Philip Bond, CPA isVice President and CFO for Metro United Way, Louisville, KY, and a volunteer trustee for UST.

  • Ron Barrett

    As the author notes, this is only applicable to nonprofits with several employees in a state. Quite the opposite is true for smaller nonprofits or organizations with just a few employees in a state (i.e. paying the state UI is usually less expensive than reimbursing the state). Some cost-benefit analysis and possibly risk analysis is needed before deciding. Also, the 10-employee threshold is not a number that is appropriate for all organizations…it depends on payroll figures and other factors in each state. There’s not much available in terms of resources providing guidance on this, but I look forward to learning more about UST and the other companies listed in the article. Thanks.

  • terry

    As Executive Director for a small nonprofit, 35 FTE, we have saved thousands by opting out and only paying for unemployment as claims are made. Those who work for our agency our happy.
    Happy employees work harder and stay longer. Historically the ones who have left are those working part-time who need to take a full time position. in Michigan the Michigan Nonprofit Association is an excellent resource and has a wealth of helpful information on a number of issues including fiscal efficiency standards.

  • Michael

    Am I missing something in this statement..
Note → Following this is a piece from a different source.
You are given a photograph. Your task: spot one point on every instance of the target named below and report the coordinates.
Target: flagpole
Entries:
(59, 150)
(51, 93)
    because employers that pay into the state UI system typically pay about $2.00 in taxes for every $1.00 paid out in benefits to laid-off workers.

    If true, state unemployment trust funds would be growing at double digit rates

  • Donna Groh

    Michael, the $2.00 figure is a national average over time. The excess of what one employer pays goes to cover the socialized expenses of employers that go out of business or have high claims related to a seasonal workforce, as examples. Currently that figure is higher in many states due to the recession. Also many states are raising rates and imposing surcharges in order to cover costs related to Federal loans (title XII) that have been necessary to pay benefits over the last few years. In most cases, direct reimbursing employers are exempt from those surcharges. The bottom line is that direct reimbursing employers only pay dollar for dollar for their own claims, rather than the higher tax rate to subsidize others.